An entrepreneurs say on the London legaltech startup scene

Guillermo Miranda, Winner of the Global Legaltech Venture Day 2019, on the startup scene in London during the Legaltech Venture Day at King´s College and the Legal Geek conference.

The London Legaltech Venture Day, the third stop in the Global Legaltech Startup Competition, took place in London days before the Legal Geek conference, one of the most important events of law tech in Europe. With these two events focused on innovation in the legal sector and startups, one could perfectly feel the vibe of a growing ecosystem that is driving change in the sector.

We received a kind welcome in the Dickson Poon School at Law of King’s College London, on a rainy Saturday morning. Javier de Cendra, Dean of the IE Law School, and Christopher Howard, Director of Professional Legal Education at King’s College, welcomed the audience stating their commitment to innovation in the legal sector. And they not only do it through their schools, through education and training but also organizing events like the Global Legaltech Venture Days that foster entrepreneurship and innovation in the sector.

I cannot refrain from mentioning Paris de L'Etraz's speech, which was fascinating. He spoke about the importance of emotional intelligence in the era of artificial intelligence and all the major technological changes we are experimenting. Professor de L´Etraz also explained the importance of understanding existing business model elements in order to reconfigure services or products already provided to build a successful venture. It is all about boosting and perfecting the user experience!

Another key aspect of his speech was the explanation of the Trust in Technology study conducted by HSBC, which explores the different types of trust mapped against time and depth. In this study, we can realize that when trust is deep and long-term oriented, there is love. On the other side, there is a zone of lust. Services providers or startups with business models that have not yet been proven might have five minutes of fame, but these models will have a shallow relationship with customers for a short amount of time. I highly recommend reading this study.

The panel that followed professor de L´etraz focused on the next generation of female founders and entrepreneurs, with a great portrait of female founders and directors in legaltech startups who shared their experience as lawyers and entrepreneurs, sharing their recommendations to approach venture capital funds. The event also featured the experienced speech delivered by Mark Cohen regarding the changes and trends in the legal industry, which closed with a fantastic Q&A session.


The competition

Four startups pitched on stage. The first startup was Just Access, a venture with technology applied to the generation of court transcripts, aiming at making them open and transparent.

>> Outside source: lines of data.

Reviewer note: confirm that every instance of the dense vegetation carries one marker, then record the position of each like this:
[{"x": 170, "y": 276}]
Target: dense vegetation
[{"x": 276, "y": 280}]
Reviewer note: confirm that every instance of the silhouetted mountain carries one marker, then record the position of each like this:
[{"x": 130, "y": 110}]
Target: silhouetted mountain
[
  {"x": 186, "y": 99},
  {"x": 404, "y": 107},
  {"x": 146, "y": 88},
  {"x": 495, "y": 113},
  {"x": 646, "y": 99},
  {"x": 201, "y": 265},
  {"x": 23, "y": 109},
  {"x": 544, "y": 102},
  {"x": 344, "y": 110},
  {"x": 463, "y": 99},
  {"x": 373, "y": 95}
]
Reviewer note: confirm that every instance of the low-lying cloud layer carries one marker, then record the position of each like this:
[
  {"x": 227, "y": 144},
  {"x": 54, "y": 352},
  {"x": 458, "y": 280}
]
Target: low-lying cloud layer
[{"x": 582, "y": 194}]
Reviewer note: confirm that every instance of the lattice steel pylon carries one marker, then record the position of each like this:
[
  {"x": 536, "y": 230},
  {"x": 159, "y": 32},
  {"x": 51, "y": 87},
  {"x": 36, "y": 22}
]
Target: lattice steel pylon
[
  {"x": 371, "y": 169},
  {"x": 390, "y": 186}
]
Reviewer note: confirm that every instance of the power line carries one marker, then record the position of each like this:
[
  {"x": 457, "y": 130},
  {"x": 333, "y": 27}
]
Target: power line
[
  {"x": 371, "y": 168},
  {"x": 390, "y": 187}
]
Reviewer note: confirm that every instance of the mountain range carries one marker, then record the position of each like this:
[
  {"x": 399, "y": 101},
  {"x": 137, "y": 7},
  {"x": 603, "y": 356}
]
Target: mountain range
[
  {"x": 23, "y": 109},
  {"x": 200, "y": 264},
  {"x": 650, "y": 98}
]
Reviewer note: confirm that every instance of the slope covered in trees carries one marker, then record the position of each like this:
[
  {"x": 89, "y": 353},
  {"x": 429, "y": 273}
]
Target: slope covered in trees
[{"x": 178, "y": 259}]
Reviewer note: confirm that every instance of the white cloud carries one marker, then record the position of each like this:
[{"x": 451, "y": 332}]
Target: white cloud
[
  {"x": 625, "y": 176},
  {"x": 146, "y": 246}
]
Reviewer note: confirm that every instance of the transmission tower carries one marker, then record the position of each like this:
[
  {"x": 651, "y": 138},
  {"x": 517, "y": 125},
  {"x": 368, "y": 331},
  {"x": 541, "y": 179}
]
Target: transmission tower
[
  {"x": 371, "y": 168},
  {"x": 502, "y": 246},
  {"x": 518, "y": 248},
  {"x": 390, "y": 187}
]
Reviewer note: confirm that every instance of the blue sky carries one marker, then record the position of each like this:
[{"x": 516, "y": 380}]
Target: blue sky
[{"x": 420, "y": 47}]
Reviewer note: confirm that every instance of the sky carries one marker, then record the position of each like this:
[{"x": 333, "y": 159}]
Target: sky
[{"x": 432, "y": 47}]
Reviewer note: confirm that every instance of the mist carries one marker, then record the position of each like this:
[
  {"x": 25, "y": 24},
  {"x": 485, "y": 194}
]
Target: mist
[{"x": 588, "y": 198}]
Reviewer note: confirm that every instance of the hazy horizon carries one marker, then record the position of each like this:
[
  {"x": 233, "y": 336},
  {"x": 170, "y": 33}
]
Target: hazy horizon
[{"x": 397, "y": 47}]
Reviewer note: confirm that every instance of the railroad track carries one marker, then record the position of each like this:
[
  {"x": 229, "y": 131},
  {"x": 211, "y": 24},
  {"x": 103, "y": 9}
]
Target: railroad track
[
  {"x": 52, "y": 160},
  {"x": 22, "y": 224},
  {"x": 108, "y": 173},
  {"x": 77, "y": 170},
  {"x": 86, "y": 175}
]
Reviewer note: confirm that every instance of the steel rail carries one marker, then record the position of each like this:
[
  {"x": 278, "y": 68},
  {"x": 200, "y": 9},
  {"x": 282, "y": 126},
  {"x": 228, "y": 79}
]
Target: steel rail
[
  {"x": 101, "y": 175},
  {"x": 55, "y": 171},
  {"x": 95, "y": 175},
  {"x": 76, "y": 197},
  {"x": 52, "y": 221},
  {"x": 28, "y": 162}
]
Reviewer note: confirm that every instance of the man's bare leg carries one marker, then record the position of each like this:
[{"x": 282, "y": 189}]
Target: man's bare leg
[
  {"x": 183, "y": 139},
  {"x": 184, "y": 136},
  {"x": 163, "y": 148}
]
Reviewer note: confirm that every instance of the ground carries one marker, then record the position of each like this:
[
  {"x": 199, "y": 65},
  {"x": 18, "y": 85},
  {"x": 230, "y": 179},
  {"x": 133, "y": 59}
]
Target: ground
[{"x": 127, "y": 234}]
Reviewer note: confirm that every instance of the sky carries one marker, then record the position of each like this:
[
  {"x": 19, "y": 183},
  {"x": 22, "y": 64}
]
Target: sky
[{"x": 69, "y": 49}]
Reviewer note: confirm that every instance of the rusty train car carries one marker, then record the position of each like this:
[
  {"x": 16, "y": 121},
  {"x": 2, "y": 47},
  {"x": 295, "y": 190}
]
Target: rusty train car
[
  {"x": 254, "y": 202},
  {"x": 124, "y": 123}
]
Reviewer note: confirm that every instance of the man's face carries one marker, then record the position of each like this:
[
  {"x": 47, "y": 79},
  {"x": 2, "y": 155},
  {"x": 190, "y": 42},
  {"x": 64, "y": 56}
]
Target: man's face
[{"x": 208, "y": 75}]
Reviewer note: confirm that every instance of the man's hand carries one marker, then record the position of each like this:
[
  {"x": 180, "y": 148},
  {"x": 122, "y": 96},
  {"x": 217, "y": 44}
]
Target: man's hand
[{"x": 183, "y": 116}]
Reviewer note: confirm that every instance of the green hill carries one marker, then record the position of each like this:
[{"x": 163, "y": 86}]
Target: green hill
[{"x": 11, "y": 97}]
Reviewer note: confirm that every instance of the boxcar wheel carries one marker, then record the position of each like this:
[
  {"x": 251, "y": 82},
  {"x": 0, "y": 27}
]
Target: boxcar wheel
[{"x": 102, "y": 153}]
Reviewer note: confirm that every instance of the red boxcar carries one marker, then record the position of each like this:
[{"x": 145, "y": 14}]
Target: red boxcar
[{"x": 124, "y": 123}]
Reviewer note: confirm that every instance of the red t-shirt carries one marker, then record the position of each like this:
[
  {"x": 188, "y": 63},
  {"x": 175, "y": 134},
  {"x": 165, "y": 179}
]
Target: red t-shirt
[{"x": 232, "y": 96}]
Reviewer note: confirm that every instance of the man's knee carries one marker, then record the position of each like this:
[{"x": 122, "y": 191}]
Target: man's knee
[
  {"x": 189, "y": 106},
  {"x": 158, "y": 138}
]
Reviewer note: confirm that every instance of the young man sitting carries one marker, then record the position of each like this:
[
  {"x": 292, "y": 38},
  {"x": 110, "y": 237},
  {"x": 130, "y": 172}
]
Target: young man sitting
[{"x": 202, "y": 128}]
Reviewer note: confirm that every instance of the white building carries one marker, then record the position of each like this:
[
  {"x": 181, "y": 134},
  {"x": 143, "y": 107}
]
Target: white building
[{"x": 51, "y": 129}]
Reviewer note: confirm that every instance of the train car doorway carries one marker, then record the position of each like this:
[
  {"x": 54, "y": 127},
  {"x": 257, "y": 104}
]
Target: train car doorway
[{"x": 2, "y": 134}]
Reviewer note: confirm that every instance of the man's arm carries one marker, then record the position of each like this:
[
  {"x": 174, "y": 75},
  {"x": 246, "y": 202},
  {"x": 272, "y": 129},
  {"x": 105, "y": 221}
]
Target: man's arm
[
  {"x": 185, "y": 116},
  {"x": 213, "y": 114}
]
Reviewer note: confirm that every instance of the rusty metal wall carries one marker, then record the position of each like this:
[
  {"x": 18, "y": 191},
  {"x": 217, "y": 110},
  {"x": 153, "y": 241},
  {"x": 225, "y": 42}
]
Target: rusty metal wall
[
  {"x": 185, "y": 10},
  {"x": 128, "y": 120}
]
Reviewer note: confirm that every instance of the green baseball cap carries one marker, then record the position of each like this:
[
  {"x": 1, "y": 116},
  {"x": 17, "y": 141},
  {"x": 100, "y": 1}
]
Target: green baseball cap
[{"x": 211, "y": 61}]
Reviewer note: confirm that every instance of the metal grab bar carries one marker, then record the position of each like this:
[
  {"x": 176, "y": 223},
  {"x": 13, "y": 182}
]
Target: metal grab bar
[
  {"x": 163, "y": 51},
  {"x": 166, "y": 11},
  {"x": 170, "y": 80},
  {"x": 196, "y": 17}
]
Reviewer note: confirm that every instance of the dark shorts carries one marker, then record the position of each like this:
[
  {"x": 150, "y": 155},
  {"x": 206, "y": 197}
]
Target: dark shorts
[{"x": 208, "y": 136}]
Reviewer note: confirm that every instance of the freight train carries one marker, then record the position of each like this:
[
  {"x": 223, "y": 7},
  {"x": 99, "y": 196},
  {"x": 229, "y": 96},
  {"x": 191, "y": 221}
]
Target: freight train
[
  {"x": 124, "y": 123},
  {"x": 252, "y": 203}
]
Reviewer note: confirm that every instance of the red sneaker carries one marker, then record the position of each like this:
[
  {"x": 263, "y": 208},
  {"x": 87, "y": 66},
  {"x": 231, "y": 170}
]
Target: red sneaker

The next startup to present was Just Me, which is a powerful tool to manage and transfer personal data of clients according to the GDPR regulations. After that, Your Legals’ team presented an online immigration process tool based in the Netherlands. Last but not least, was Single Rule Book, a software developed for in-house counsel in order to access interpretations, rule maps and regulations in order to standardize views and interpretations shared within a company.

After deliberation and a very tight competition, Just Access won this Venture Day leg.  Sophie Walker, the Founder and CEO, will compete in the final Global Legaltech Venture Day in Madrid next spring (2020).

Legal Geek: A huge legaltech party

Four days after the Legaltech Venture Day, I attended the Legal Geek conference that gathered more than 2,000 attendees from more than 40 countries. This is a huge legaltech party created so that everyone can network and mingle, and this mission was definitely accomplished.

In the headline session of the morning, presentations with news in the sector and discussions of digital strategies took place. There were opinions regarding the legal services, law firms and the urge to modernize courts and tribunals. During the day, in the main stage, we discussed Data and Digital, we had a special session for in-house counsel, which addressed how to use and get the most out of the new products and startups, and a great presentation focused on investment, VC’s and incubators.

Jimmy Vestbirk does an amazing work leading Legal Geek. We all got an incredible urge of disrupting and accelerating our startups and carried new ideas, feelings, and goals back home.

On the Disco Stage --my favorite stage-- assistants had the opportunity to hear insightful presentations about legal design during the “Legal Design WTF” session. We learned that law firms will become software developers in the near future and what are the repercussions of that. Also, the speaker gave insights and advice on how to prevent possible errors and misguidance in these topics, hiring the correct team and building strong goals and policies within a company. There was a very important takeaway in all of these presentations: first, the importance of creating visual impact, the need to understand human behavior before building a product or service, and that legal design tells a story but also evokes a response. I loved the new presentation deck designs and the vibe that all the presenters transmitted in their speeches. There is no doubt that law is about people and pictures!

The conference also addressed hot topics in working culture and environment, personal development and featured the pitches from many outstanding products and startups. I had the chance to meet new colleagues, say hello to friends that I have not seen in a long time and even took some time to have a business meeting during the conference. Overall, a great experience and a must if you are immersed in the world of law and technology. I will definitely be back next year. Cheers, London!